A new strategy to simultaneous removal and recovery of nitrogen from wastewater without N2O emission by heterotrophic nitrogen-assimilating bacterium

Biological assimilation that recovery the nitrogen from wastewater in the form of biomass offers a more environmentally friendly solution for the limitations of the conventional wastewater treatments. This study reported the simultaneous removal and recovery of nitrogen from wastewater without N2O emission by a heterotrophic nitrogen-assimilating Acinetobacter sp. DN1 strain. Nitrogen balance, biomass qualitative analysis, genome and enzyme studies have been performed to illustrate the mechanism of nitrogen conversion by strain DN1. Results showed that the ammonium removal followed one direct pathway (GOGAT/GDH) and three indirect pathways (NH4+ -> NH2OH -> NO -> NO2- -> NH4+ -> GOGAT/GDH; NH4+ -> NH2OH -> NO -> NO2- -> NO3- -> NO2- -> NH4+ -> GOGAT/GDH; NH4+ -> NH2OH -> NO -> NO3- -> NO2- -> NH4+ -> GOGAT/GDH). Nitrogen balance and biomass qualitative analysis showed that over 70 % of the ammonium in the wastewater was converted into intracellular nitrogen-containing compounds and stored in the cells of strain DN1. Traditional denitrification pathway was not detected and the ammonium was removed through assimilation, which makes it more energy-saving for nitrogen recovery when compared with Haber-Bosch process.
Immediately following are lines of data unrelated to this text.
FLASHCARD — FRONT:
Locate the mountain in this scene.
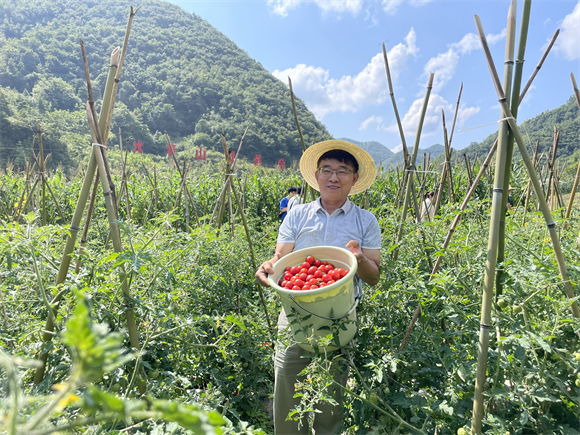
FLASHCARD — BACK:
[454,95,580,164]
[0,0,331,166]
[339,137,393,166]
[339,137,445,169]
[383,144,445,169]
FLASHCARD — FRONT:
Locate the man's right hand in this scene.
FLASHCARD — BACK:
[256,259,276,287]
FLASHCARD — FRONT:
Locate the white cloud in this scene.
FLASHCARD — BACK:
[268,0,302,17]
[423,29,506,92]
[451,29,507,54]
[272,29,419,120]
[383,0,403,15]
[555,2,580,60]
[358,115,386,131]
[423,48,459,92]
[382,0,433,15]
[387,93,480,137]
[268,0,362,17]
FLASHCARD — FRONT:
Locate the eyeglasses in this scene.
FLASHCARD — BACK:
[318,167,354,178]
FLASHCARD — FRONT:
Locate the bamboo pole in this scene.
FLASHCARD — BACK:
[103,6,141,145]
[399,139,497,352]
[565,73,580,219]
[38,124,46,225]
[449,82,463,148]
[471,6,516,435]
[495,0,532,304]
[393,73,435,261]
[463,154,473,186]
[520,140,540,221]
[34,12,138,384]
[32,154,64,221]
[165,132,201,228]
[383,42,415,166]
[546,126,560,206]
[520,29,560,103]
[86,104,145,394]
[383,42,415,208]
[441,109,455,204]
[472,11,580,435]
[75,176,99,273]
[209,126,250,225]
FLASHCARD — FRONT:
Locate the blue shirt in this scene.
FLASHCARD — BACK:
[280,196,290,221]
[277,198,381,251]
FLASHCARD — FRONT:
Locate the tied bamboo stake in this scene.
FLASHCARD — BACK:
[399,139,497,352]
[565,73,580,219]
[34,11,138,391]
[383,42,414,208]
[472,11,580,434]
[288,77,316,201]
[495,0,532,299]
[471,5,516,435]
[222,134,273,334]
[393,73,435,261]
[514,140,540,221]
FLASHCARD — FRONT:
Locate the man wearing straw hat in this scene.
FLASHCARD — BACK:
[256,140,381,435]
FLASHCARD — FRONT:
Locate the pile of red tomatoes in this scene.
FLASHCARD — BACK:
[278,255,348,290]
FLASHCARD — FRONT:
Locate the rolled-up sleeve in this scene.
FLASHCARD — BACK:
[276,209,296,243]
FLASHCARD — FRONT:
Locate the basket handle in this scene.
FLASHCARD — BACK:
[288,275,363,320]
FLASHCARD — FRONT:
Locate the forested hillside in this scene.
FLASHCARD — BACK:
[462,96,580,162]
[0,0,330,170]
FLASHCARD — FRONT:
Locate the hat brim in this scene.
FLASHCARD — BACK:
[300,140,377,195]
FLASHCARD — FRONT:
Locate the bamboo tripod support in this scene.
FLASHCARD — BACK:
[393,73,435,261]
[471,10,580,435]
[34,8,145,393]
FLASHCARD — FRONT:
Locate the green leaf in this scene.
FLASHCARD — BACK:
[226,314,248,331]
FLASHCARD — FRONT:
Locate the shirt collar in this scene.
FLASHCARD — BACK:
[316,197,353,214]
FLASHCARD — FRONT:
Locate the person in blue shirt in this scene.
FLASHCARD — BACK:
[256,140,381,435]
[278,186,298,222]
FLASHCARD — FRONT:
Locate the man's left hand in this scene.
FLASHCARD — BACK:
[346,240,364,261]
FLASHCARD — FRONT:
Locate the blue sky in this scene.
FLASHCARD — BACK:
[165,0,580,150]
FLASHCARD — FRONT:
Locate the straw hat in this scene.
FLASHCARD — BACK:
[300,140,377,195]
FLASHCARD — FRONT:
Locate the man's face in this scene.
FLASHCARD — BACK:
[314,159,359,201]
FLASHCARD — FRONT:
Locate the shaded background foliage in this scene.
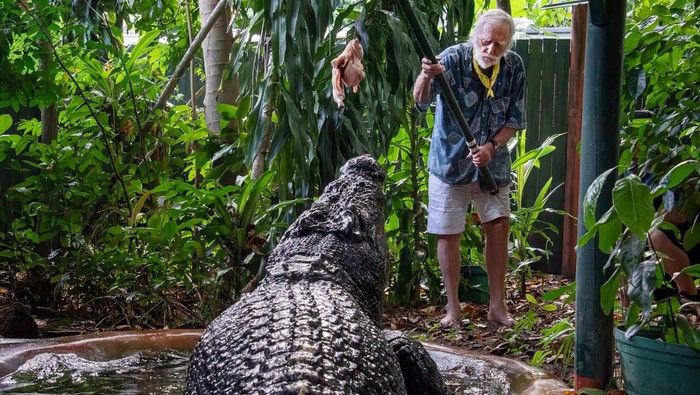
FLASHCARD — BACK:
[0,0,486,327]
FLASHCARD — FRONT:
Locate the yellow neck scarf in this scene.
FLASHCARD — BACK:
[472,49,501,97]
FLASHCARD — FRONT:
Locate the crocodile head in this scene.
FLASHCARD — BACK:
[265,155,388,324]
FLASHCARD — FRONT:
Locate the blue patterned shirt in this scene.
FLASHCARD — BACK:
[416,42,526,187]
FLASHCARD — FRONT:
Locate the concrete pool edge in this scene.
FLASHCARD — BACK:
[0,329,569,395]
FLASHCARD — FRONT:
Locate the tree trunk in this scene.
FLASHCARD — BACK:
[496,0,512,15]
[199,0,238,134]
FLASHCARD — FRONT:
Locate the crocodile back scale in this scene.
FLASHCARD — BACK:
[185,155,446,395]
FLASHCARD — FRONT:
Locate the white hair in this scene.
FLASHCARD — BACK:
[472,9,515,51]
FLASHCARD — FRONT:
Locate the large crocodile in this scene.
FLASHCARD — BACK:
[185,155,446,395]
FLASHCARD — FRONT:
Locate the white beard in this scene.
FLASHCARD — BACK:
[474,52,501,70]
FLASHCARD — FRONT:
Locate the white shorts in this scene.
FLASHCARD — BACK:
[428,174,510,235]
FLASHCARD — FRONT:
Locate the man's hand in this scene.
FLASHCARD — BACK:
[468,143,496,167]
[413,57,445,103]
[421,56,445,80]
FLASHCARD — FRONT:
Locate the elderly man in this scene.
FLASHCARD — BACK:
[413,10,525,326]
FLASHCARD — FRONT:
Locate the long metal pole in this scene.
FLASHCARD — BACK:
[399,0,498,195]
[574,0,627,390]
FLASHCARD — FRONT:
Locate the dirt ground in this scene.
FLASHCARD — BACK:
[384,275,575,385]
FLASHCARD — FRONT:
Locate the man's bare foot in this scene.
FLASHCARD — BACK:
[440,305,462,328]
[486,307,515,327]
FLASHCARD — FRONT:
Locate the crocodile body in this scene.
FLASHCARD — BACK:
[185,155,444,395]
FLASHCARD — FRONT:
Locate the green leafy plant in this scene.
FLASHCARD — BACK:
[509,130,566,295]
[579,160,700,345]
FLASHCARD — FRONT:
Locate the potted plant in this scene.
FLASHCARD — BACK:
[579,149,700,395]
[579,0,700,394]
[458,211,489,303]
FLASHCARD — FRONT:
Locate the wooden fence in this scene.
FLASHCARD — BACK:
[514,32,571,273]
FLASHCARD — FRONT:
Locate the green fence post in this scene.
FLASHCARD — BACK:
[574,0,627,390]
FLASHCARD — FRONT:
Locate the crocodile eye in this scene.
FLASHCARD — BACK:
[334,208,365,243]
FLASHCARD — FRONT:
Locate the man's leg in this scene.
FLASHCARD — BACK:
[437,234,462,326]
[483,217,515,326]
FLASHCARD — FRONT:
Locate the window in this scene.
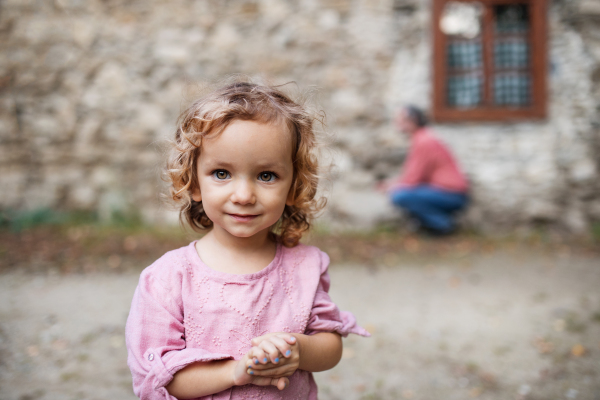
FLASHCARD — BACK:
[432,0,547,121]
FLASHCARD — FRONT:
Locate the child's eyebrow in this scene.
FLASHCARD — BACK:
[206,159,285,170]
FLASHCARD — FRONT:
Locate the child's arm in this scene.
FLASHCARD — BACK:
[246,332,342,377]
[294,332,343,372]
[166,354,289,399]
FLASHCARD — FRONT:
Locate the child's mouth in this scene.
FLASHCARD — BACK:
[229,214,258,222]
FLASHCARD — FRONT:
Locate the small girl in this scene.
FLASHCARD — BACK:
[126,82,369,400]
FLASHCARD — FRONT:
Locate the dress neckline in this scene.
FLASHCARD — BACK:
[188,240,283,282]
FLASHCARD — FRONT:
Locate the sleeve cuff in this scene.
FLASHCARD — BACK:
[306,311,371,337]
[144,349,233,390]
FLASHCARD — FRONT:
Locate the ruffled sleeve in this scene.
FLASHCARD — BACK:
[305,251,371,337]
[125,267,233,400]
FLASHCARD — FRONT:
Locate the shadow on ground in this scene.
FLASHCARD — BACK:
[0,226,600,400]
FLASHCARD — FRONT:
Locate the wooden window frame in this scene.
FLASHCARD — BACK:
[432,0,548,122]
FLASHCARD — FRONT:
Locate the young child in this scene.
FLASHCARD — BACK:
[126,82,369,400]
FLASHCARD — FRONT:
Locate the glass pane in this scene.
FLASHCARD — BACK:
[494,38,529,68]
[494,4,529,33]
[494,73,531,106]
[447,41,482,69]
[448,74,483,108]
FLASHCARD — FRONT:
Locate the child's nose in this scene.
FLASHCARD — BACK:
[231,179,256,205]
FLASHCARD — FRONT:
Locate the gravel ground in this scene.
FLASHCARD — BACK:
[0,249,600,400]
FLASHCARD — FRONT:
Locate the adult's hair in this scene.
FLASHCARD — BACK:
[164,81,325,247]
[404,104,429,128]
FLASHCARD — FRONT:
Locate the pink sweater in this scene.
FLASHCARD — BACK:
[125,242,369,400]
[391,128,469,192]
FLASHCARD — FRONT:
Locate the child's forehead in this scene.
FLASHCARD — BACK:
[204,118,292,142]
[199,120,293,162]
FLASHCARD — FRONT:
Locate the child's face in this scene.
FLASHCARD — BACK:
[192,120,294,241]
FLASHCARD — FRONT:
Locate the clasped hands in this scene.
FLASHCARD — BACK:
[233,332,300,390]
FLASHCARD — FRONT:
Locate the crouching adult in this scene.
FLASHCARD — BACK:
[384,106,469,235]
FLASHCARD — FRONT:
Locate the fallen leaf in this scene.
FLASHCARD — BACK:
[27,346,40,357]
[342,347,356,360]
[354,383,367,393]
[571,343,585,357]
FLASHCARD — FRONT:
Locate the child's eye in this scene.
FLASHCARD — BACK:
[213,169,230,180]
[258,172,277,182]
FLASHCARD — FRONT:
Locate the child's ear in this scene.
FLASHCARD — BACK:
[192,188,202,203]
[285,188,296,206]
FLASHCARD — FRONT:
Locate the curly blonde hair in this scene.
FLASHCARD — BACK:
[164,81,325,247]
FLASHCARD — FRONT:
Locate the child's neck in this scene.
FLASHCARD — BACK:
[196,227,277,275]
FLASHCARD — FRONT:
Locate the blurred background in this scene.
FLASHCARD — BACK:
[0,0,600,400]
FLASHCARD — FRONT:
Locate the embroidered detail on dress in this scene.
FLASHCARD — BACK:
[278,249,306,305]
[279,249,310,332]
[212,336,223,349]
[183,260,210,346]
[219,278,274,356]
[183,314,204,347]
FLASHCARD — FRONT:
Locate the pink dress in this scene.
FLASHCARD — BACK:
[126,242,369,400]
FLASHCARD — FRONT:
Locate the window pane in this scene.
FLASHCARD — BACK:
[448,73,483,108]
[494,4,529,33]
[494,73,531,106]
[494,38,529,68]
[447,41,482,69]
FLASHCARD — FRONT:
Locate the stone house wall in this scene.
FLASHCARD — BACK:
[0,0,600,233]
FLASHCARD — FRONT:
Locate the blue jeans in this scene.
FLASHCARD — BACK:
[391,185,468,233]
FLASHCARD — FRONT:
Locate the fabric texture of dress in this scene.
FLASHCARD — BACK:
[126,242,369,400]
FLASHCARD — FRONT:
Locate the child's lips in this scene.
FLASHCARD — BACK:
[229,214,258,222]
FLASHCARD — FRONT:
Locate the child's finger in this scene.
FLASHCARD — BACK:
[277,333,296,346]
[273,377,290,390]
[248,365,296,377]
[270,336,292,357]
[248,346,269,365]
[258,338,280,364]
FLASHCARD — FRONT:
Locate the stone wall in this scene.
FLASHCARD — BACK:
[0,0,600,233]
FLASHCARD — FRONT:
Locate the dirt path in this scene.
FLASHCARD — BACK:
[0,251,600,400]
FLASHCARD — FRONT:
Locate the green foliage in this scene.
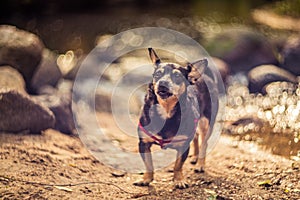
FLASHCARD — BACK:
[272,0,300,17]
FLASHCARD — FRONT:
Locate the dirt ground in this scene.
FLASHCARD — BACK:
[0,126,300,199]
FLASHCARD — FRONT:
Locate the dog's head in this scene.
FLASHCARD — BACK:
[148,48,207,100]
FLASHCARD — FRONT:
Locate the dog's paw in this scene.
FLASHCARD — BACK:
[190,156,198,165]
[174,180,189,189]
[194,166,205,173]
[133,179,152,186]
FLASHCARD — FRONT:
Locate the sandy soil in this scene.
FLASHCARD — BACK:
[0,125,300,199]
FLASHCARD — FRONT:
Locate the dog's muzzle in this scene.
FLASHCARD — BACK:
[157,81,173,99]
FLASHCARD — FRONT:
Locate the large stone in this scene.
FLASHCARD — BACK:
[248,65,297,93]
[33,80,76,134]
[30,49,62,93]
[0,66,26,94]
[281,37,300,76]
[206,28,278,73]
[0,66,55,133]
[0,25,44,89]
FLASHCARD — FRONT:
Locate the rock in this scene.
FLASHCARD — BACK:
[248,65,297,93]
[30,49,62,93]
[0,66,26,94]
[33,80,76,134]
[212,57,230,83]
[281,37,300,76]
[0,66,55,133]
[0,25,44,90]
[206,29,278,73]
[262,81,297,97]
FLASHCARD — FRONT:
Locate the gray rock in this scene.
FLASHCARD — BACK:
[30,49,62,93]
[248,65,297,93]
[33,80,76,134]
[0,89,55,133]
[281,37,300,76]
[0,66,26,94]
[0,25,44,90]
[0,66,55,133]
[206,29,277,73]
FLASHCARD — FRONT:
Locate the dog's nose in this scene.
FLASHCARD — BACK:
[158,81,169,88]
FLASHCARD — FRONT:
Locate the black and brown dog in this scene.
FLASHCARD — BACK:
[134,48,218,189]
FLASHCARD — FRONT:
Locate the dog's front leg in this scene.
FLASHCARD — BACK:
[194,117,209,173]
[134,141,154,186]
[174,147,190,189]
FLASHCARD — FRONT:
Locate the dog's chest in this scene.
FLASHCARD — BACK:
[156,104,174,120]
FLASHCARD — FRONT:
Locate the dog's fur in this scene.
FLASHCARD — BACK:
[134,48,218,189]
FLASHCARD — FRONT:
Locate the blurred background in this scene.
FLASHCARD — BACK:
[0,0,290,52]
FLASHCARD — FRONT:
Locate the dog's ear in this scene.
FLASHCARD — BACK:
[148,47,160,67]
[186,58,208,81]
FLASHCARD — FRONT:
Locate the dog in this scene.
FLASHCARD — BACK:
[134,48,218,189]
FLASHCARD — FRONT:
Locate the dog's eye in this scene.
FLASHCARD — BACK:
[173,73,182,84]
[153,71,163,79]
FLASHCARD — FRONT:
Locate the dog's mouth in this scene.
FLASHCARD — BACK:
[157,86,173,99]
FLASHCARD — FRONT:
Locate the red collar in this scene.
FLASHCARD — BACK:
[139,118,199,149]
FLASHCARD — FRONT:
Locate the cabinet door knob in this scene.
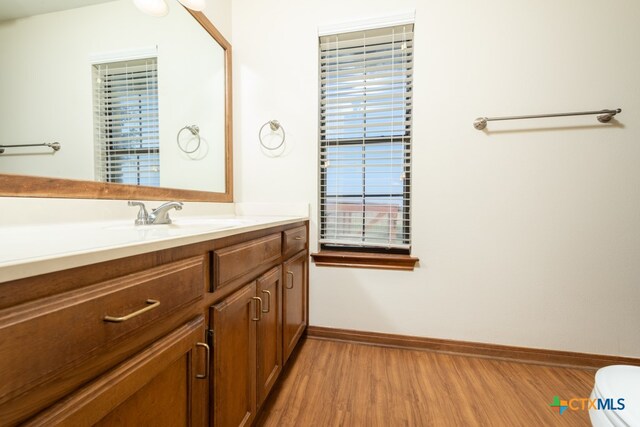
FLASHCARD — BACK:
[262,290,271,313]
[285,270,295,289]
[251,297,262,322]
[104,299,160,323]
[196,342,211,380]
This study provides a new direction for simultaneous nitrogen removal and recovery without N2O emission by the heterotrophic nitrogen-assimilating bacterium.

Automated summary

Biological assimilation of nitrogen from wastewater to biomass offers an environmentally friendly solution. This study demonstrates the simultaneous removal and recovery of nitrogen from wastewater by a nitrogen-assimilating Acinetobacter sp. DN1 strain without N2O emission. The mechanism involves direct and indirect pathways for ammonium removal and the conversion of over 70% of the ammonium into intracellular nitrogen-containing compounds. This research provides a new direction for nitrogen removal and recovery without N2O emission.